Com pouco petróleo e demanda crescente, a Petrobras nos seus primeiros anos de existência somou esforços para ampliar o parque refinador. Os refinadores privados que poderiam ter ajudado nestes investimentos, eram impedidos por lei.

O fardo ficou todo a cargo da estatal. Assim, com o passar do tempo, as refinarias privadas perderam relevância na concorrência e na composição do parque de refino.

Quando o monopólio da Petrobras foi quebrado em 1997, as infraestruturas de refino, escoamento, importação e exportação eram quase que integralmente dominados pela empresa. Uma barreira de entrada enorme para novos agentes.

De forma complementar, a frequente interferência do Governo nos preços dos combustíveis dificultou ou impossibilitou o investimento privado no segmento, conforme já comentado nos artigos “Por que as gigantes do petróleo Shell, BP, Chevron, Exxon ou Total nunca investiram em refino no Brasil?” e “Desafios do refino privado após o fim do monopólio estatal”. Este quadro, todavia, está mudando.

As mudanças em curso

O downstream brasileiro está passando por mudanças profundas. O monopólio de fato existente no refino se encaminha para um encolhimento. Poder-se-ia citar ainda a desverticalização do mercado de gás natural, como parte da transformação em andamento.

Com foco voltado ao E&P, para dar fôlego aos investimentos, é amplamente reconhecido que a Petrobras tem papel fundamental neste processo. Dentre os ativos a venda, está metade da capacidade de refino do país.

Três refinarias estão mais adiantadas, RLAM (BA), REMAN (AM) e RPCC (RN). Espera-se ainda os desdobramentos de REFAP (RS), SIX (PR), REGAP (MG) e LUBNOR (CE). REPAR (PR) e RNEST (PE) não avançaram nas negociações, podendo voltar ao mercado mais adiante.

Dadas as expectativas, o investimento privado no refino retornou. Uma pequena refinaria que está sendo erguida na Bahia, a ampliação de outra unidade existente também em território baiano, a adaptação de uma planta industrial para refino de petróleo em São Paulo e os projetos de duas novas unidades de refino no Espírito Santo demonstram o otimismo em relação a este novo momento do refino no país (veja mais detalhes em “Um novo mercado de refino”).

O mercado de gás segue na mesma linha.

No âmbito regulatório, várias iniciativas estão sendo discutidas, tais como a venda direta do produtor ao revendedor, o delivery de combustíveis, o self-service nos postos revendedores, o fim da tutela à bandeira, alterações no modelo de aquisição de biodiesel, a regulamentação dos biocombustíveis avançados, questões tributárias do Novo Mercado de Gás, entre outros temas.
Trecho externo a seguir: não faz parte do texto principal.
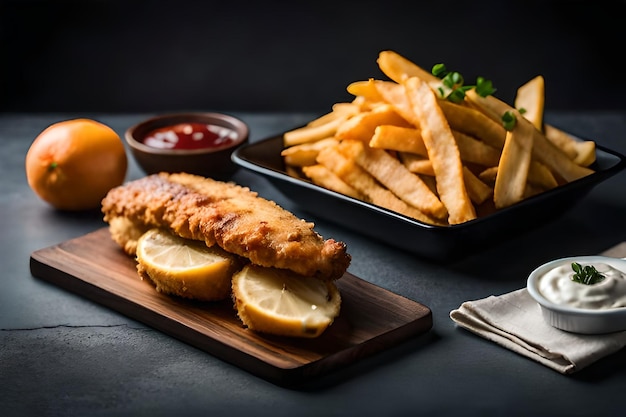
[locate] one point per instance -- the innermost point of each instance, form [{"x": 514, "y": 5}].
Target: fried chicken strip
[{"x": 224, "y": 214}]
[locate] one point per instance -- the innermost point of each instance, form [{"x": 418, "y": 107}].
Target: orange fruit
[{"x": 73, "y": 164}]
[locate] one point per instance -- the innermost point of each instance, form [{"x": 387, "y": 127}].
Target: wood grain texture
[{"x": 371, "y": 319}]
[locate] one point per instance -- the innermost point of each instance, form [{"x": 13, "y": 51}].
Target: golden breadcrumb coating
[{"x": 228, "y": 215}]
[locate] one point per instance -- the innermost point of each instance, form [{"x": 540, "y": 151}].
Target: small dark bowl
[{"x": 214, "y": 161}]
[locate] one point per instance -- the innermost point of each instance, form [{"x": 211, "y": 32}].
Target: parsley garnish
[
  {"x": 587, "y": 274},
  {"x": 454, "y": 83},
  {"x": 509, "y": 121}
]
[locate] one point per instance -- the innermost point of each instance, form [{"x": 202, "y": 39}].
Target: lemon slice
[
  {"x": 184, "y": 267},
  {"x": 283, "y": 303}
]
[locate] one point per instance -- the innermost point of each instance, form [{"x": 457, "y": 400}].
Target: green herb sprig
[
  {"x": 455, "y": 89},
  {"x": 509, "y": 120},
  {"x": 587, "y": 274}
]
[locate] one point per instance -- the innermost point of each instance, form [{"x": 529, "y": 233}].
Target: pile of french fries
[{"x": 402, "y": 146}]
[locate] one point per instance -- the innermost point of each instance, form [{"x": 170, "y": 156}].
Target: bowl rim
[
  {"x": 162, "y": 120},
  {"x": 533, "y": 279}
]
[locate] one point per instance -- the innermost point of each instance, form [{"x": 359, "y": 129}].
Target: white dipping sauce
[{"x": 557, "y": 286}]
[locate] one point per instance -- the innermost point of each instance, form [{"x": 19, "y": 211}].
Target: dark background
[{"x": 157, "y": 56}]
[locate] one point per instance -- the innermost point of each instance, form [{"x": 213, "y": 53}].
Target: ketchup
[{"x": 190, "y": 136}]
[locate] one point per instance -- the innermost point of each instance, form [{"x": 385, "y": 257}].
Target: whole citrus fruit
[{"x": 73, "y": 164}]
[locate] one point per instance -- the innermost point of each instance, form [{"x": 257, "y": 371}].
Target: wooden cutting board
[{"x": 371, "y": 319}]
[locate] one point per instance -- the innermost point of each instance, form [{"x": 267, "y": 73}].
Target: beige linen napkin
[{"x": 514, "y": 320}]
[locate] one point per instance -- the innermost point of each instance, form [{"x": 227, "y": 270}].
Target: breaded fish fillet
[{"x": 224, "y": 214}]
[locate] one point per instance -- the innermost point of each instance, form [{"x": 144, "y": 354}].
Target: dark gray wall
[{"x": 116, "y": 55}]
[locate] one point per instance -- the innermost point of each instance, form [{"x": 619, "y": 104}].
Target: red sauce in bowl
[{"x": 190, "y": 136}]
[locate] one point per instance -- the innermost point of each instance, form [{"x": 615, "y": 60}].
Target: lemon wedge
[
  {"x": 184, "y": 267},
  {"x": 283, "y": 303}
]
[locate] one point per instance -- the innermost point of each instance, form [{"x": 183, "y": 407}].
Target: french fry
[
  {"x": 531, "y": 98},
  {"x": 475, "y": 151},
  {"x": 401, "y": 139},
  {"x": 318, "y": 130},
  {"x": 359, "y": 179},
  {"x": 361, "y": 126},
  {"x": 324, "y": 177},
  {"x": 392, "y": 174},
  {"x": 542, "y": 150},
  {"x": 399, "y": 69},
  {"x": 442, "y": 150},
  {"x": 365, "y": 89},
  {"x": 417, "y": 164},
  {"x": 472, "y": 122},
  {"x": 514, "y": 164},
  {"x": 478, "y": 191},
  {"x": 305, "y": 154},
  {"x": 405, "y": 146},
  {"x": 583, "y": 153}
]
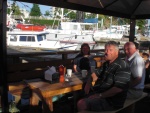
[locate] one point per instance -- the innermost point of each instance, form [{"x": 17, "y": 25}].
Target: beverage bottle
[{"x": 61, "y": 72}]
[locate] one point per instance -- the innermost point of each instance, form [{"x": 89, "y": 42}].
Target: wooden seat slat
[{"x": 127, "y": 103}]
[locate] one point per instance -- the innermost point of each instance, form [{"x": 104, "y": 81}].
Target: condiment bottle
[{"x": 61, "y": 72}]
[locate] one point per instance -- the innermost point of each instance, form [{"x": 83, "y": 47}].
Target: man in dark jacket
[{"x": 112, "y": 81}]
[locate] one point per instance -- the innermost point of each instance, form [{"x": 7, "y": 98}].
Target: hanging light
[{"x": 13, "y": 108}]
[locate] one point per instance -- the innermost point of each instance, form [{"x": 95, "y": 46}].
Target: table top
[{"x": 47, "y": 89}]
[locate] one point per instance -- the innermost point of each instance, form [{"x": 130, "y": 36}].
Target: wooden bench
[
  {"x": 26, "y": 71},
  {"x": 128, "y": 106}
]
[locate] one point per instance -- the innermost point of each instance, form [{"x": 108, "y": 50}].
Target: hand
[
  {"x": 87, "y": 88},
  {"x": 94, "y": 96},
  {"x": 94, "y": 77}
]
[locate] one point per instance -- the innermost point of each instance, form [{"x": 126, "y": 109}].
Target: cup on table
[
  {"x": 84, "y": 73},
  {"x": 92, "y": 69},
  {"x": 69, "y": 72}
]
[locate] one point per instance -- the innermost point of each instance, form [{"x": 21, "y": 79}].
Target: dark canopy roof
[{"x": 131, "y": 9}]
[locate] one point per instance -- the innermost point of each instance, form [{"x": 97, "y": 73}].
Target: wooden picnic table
[{"x": 45, "y": 91}]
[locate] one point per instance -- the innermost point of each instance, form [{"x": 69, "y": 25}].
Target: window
[
  {"x": 23, "y": 38},
  {"x": 13, "y": 38},
  {"x": 40, "y": 37},
  {"x": 31, "y": 39}
]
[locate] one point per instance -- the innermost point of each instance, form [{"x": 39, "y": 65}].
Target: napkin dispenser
[
  {"x": 55, "y": 77},
  {"x": 51, "y": 75}
]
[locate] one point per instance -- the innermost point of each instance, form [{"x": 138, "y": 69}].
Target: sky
[{"x": 28, "y": 6}]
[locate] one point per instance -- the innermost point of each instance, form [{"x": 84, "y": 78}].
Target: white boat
[
  {"x": 30, "y": 39},
  {"x": 73, "y": 33},
  {"x": 115, "y": 32}
]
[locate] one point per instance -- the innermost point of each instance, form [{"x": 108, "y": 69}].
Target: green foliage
[
  {"x": 35, "y": 10},
  {"x": 47, "y": 13},
  {"x": 42, "y": 22},
  {"x": 15, "y": 8}
]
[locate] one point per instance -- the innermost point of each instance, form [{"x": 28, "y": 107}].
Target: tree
[
  {"x": 47, "y": 13},
  {"x": 15, "y": 8},
  {"x": 35, "y": 10}
]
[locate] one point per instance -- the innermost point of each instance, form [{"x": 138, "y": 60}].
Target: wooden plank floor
[{"x": 67, "y": 107}]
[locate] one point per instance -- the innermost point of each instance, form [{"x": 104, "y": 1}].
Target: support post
[
  {"x": 3, "y": 55},
  {"x": 132, "y": 30}
]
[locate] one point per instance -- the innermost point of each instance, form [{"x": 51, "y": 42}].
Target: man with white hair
[
  {"x": 112, "y": 81},
  {"x": 137, "y": 67}
]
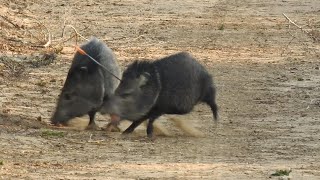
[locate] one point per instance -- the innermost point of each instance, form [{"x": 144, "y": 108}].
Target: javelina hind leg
[
  {"x": 92, "y": 125},
  {"x": 133, "y": 126},
  {"x": 210, "y": 99}
]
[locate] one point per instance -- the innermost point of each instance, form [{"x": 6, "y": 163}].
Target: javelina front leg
[
  {"x": 150, "y": 126},
  {"x": 133, "y": 126},
  {"x": 92, "y": 125}
]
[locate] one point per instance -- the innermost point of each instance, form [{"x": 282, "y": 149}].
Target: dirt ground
[{"x": 268, "y": 90}]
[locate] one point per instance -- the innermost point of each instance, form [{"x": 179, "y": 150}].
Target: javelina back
[
  {"x": 172, "y": 85},
  {"x": 87, "y": 84}
]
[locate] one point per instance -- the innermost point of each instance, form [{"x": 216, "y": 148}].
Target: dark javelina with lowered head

Como é típico dos momentos de grandes transformações, há incertezas, reações favoráveis e contrárias, com intensas discussões a respeito destes tópicos, onde cada agente apresenta seu ponto de vista. O importante, contudo, é que esteja ocorrendo o debate e que se avance, com intuito de se buscar um mercado mais dinâmico e competitivo.

O somatório de esforços para quebrar antigas barreiras, abrir o mercado de refino de petróleo e gás natural, aumentar a concorrência entre os elos da cadeia, fomentar novos produtos e serviços é que elevará o segmento de downstream a outro patamar competitivo, tornando-o mais atrativo aos investimentos.

É um momento histórico. O consumidor brasileiro tem muito a ganhar com este processo em curso. Os resultados não são imediatos, mas eles já podem ser vislumbrados no horizonte. Há muito por fazer, mas o salto competitivo do downstream está chegando.

Referências

GAUTO, M. 80 anos do refino de petróleo no Brasil: de 1937 a 2017. Porto Alegre: GautoBooks, 2018.

SINDICOM. A história da distribuição de combustíveis no Brasil. Rio de Janeiro: SINDICOM, 2010.